いくら災厄の期間中だったとはいえ、やっていいことと悪いことの境目があやふやで、愛しいと口にしながら、兄に暗殺者を仕向ける弟なんて、こっちから願い下げなのである。
「まあ、ステラの言う通り、嫌いじゃねえけどな。嫌いで、好きでもない」
「何それ。でも、アンタはちゃんとお兄ちゃんしてるって感じがする。それに比べて、私は――」
ふと、彼女のことを思い出した。いや、ずっと心の中にいたのだが、まだ彼女はこの世界に召喚されていないわけで会おうにも会えないのだ。
エトワール・ヴィアラッテアのせいで、もしかしたら召喚そのものがなくなるのかもしれない。そしてら、二度と妹――トワイライトに会えないなんていう可能性も出てくる。
(いや、エトワール・ヴィアラッテアはかならず、召還を命じると思う……彼女がどこまで把握しているか分からないけれど、自分が比べられる、幸せになれなかった原因であるトワイライトのことも恨んでいるはず)
彼女も恨み、自分の身体を乗っ取った私も恨み。彼女は憎しみと殺意で構成されている。そんな彼女のことをかわいそうだと思うけれど、こっちだって、許せないのだ。
そう、その怒りと憎しみで、私も今ここにいる。
「トワイライト……」
「ああ、お前の妹ぶん、だったか。そいつがどうした?」
「アンタたちとはまた違うけど、私もあの子のこと、妹だって……妹だから。あの子が召喚されたとき、エトワール・ヴィアラッテアの手中におさまる前に奪還したい」
「奪還って……まあ、どうなるか分かんねえから、お前のしたいようにしろよ。手伝ってほしけりゃ、手を貸す」
「ありがとう。やっぱり、上だから、そういう気持ち分かる?的な」
「なんだそれ」
アルベドは呆れたように笑うと肩をすくめた。
またやるべきことと、やることが増えた。ううん、全部救うつもり出来ているんだから、それくらい増えたところで範囲内だ。

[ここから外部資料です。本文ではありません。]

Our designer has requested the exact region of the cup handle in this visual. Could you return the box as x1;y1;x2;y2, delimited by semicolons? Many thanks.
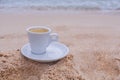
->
50;33;58;42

アルベドとラヴァイン。最強の手札がこっちにある。だから、怖いものは何もない。
「でも、私は一回、お父様の元に戻ることにする。グランツの記憶を取り戻すこともしつつ、ブライトのことも考えないと」
「ブリリアント卿か。確かに、記憶を取り戻してもらわなきゃ困るが……ああ、接触できると言えば、ブリリアント卿のほうが、確実かもな」
「そうでしょ!だから――へ?」
「お前は拒んだが、俺には関係ないんで。俺から勝手にやった。だから、皇太子殿下への裏切りじゃないぞ?」
と、アルベドは、ラヴァインがキスした方ではないほほにキスを落としひらひらと手を振って、部屋を出ていく。兄弟似ている、と思いながら、私は両頬に手を当てた。
「ああああああ、あの、馬鹿兄弟!」
顔が熱くなったのは、気のせいではない。本当に、不意打ちが上手い兄弟だと、私はベッドに倒れこんだ。